Apart from these advantages, DMSO has one major disadvantage. Boosting PCR amplification is not always useful, as it increases the mispairing of bases. This causes mutagenesis.
An inappropriate amount of DMSO facilitates the flexibility to primer templet binding. Also, it boosts the activity of Taq DNA polymerase. henceforth, increasing the amount of DMSO induces mutagenesis during amplification.
Conclusively, it is not a good practice if you are sending the amplicons for DNA sequencing. So what is the exact concentration of DMSO for PCR reaction?
My ultimate guide for using DMSO in PCR:
You have to optimize your own reaction. Don’t worry I will tell you how.
If the GC content is more than 60%, it is considered as a highly sensitive reaction. You have to try three or four different combinations of DMSO for that. Ideally, use 5.5%, 6% or 7% of DMSO in three different reactions. Analyze the result and decide which combination is good for your reaction.
The addition of DMSO decreases the annealing temperature of the PCR reaction. So if you have two reactions at once. For example, one with annealing temperate of 60°C and other with 63°C by adding DMSO to the reaction of 63°C temperature we can reduce the annealing temperature of that reaction. Ultimately, we can run both reactions at the same annealing temperature of 60°C.

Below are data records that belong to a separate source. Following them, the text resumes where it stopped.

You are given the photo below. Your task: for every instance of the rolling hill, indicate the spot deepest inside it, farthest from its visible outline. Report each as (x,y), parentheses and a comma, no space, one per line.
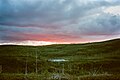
(82,59)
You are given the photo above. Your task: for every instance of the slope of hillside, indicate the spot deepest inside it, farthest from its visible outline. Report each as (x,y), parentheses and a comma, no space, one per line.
(83,59)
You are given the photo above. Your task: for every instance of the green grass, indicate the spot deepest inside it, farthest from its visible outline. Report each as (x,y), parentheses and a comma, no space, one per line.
(84,59)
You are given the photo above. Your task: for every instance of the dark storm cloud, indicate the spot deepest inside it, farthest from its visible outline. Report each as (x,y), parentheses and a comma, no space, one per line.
(62,17)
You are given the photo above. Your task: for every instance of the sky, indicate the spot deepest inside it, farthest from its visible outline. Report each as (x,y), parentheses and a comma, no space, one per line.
(39,22)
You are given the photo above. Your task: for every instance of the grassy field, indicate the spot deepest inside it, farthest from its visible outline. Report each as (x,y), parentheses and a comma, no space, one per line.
(91,61)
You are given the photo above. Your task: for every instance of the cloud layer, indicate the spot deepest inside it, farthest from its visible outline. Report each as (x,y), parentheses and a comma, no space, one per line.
(59,20)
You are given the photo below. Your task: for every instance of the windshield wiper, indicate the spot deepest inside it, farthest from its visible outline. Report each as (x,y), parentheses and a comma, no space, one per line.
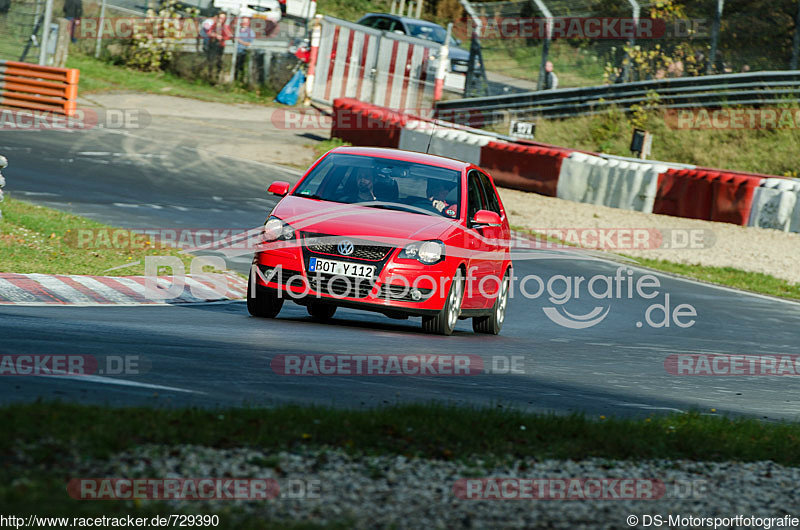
(399,207)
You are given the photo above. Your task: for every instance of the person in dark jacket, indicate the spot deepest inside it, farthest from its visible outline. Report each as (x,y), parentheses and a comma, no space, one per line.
(73,11)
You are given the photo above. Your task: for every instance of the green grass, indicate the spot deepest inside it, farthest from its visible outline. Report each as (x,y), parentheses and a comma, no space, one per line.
(729,276)
(42,240)
(99,76)
(772,152)
(320,148)
(573,66)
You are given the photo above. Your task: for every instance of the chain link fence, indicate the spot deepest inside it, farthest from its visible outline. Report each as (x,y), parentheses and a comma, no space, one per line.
(21,29)
(595,42)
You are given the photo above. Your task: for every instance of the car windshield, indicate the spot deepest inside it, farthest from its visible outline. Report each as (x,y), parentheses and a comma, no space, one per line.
(429,32)
(384,183)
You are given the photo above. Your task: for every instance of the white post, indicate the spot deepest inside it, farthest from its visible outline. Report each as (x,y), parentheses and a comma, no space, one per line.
(48,19)
(99,31)
(235,46)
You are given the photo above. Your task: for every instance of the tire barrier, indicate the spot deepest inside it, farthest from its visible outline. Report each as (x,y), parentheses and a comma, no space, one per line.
(42,88)
(609,182)
(746,199)
(776,204)
(3,164)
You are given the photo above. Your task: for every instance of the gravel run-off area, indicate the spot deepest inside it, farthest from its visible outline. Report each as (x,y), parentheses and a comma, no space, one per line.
(401,492)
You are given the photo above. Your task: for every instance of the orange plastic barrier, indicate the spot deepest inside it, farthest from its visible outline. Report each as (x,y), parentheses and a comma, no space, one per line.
(35,87)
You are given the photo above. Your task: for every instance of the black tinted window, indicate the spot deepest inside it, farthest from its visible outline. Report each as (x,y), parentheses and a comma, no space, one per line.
(492,202)
(476,200)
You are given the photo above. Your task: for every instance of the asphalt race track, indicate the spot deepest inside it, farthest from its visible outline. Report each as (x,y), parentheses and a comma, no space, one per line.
(217,355)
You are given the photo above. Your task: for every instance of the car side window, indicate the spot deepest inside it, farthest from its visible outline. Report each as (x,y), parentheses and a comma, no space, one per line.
(383,24)
(475,196)
(492,202)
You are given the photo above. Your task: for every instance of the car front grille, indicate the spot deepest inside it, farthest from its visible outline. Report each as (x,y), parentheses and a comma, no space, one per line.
(278,276)
(341,286)
(403,293)
(326,244)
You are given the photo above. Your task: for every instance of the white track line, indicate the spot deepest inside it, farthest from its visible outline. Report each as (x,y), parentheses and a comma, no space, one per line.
(103,290)
(15,294)
(65,292)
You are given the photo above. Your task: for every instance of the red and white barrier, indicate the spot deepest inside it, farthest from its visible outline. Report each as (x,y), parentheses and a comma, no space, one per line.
(388,69)
(3,164)
(746,199)
(776,204)
(613,182)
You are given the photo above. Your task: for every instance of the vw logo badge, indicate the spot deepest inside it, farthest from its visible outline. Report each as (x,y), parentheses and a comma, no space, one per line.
(345,247)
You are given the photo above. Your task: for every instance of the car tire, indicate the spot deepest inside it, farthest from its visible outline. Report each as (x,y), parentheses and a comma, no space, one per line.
(493,323)
(445,321)
(265,303)
(321,312)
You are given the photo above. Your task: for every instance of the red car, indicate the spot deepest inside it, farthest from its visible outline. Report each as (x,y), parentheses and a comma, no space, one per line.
(398,232)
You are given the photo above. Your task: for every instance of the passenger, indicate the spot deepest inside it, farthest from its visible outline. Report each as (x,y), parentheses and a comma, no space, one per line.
(438,190)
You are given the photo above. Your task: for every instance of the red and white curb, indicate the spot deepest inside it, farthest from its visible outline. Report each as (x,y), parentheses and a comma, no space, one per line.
(58,289)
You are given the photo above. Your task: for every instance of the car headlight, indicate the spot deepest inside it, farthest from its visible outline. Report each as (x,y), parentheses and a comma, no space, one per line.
(427,252)
(275,229)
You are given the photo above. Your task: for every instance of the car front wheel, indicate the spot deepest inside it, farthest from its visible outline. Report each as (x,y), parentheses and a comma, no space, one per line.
(494,322)
(263,302)
(445,321)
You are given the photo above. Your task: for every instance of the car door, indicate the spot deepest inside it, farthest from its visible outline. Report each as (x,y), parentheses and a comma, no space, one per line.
(497,235)
(479,263)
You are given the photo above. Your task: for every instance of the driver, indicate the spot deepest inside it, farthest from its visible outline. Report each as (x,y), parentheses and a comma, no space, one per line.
(365,183)
(438,190)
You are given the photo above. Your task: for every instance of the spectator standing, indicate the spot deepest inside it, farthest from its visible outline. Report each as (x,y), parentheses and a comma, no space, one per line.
(205,27)
(550,77)
(73,11)
(218,35)
(243,43)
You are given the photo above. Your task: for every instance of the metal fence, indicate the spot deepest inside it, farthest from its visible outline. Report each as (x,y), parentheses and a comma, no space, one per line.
(748,89)
(686,38)
(21,29)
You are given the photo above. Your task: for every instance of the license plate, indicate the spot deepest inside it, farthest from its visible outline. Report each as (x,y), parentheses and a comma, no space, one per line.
(340,268)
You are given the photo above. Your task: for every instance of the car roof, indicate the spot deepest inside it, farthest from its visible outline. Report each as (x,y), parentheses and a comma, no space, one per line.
(416,21)
(408,156)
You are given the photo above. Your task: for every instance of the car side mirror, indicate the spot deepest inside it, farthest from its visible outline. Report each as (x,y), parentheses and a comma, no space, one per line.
(486,218)
(279,187)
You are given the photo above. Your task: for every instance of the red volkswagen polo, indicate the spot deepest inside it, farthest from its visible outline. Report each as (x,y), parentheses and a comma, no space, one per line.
(398,232)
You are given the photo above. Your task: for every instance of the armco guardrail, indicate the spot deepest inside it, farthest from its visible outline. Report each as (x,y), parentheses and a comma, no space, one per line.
(680,190)
(35,87)
(753,88)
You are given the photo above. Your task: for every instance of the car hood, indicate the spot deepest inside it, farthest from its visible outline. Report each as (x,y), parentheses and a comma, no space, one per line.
(458,54)
(332,218)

However, for doing this type of stuff, you need expertise and in-depth knowledge of ingredients. You have to run many different PCR experiments to master your PCR skills.
Remember, amplification is the first step of any experiment. you’ve to learn how to play with components, otherwise, every time you have to relies on ready to use buffers.
Our motto of writing this type of content is to give you some expert touch and boost your PCR skills.
DMSO is good for PCR. It decreases the melting temperature, increases the specificity, and prevents the secondary structure formation. Although, for DNA sequencing, it is not recommended due to int’s mutagenesis activity.
If you are amplifying DNA for sequencing, please prefer to use ready to use PCR enhancer buffer.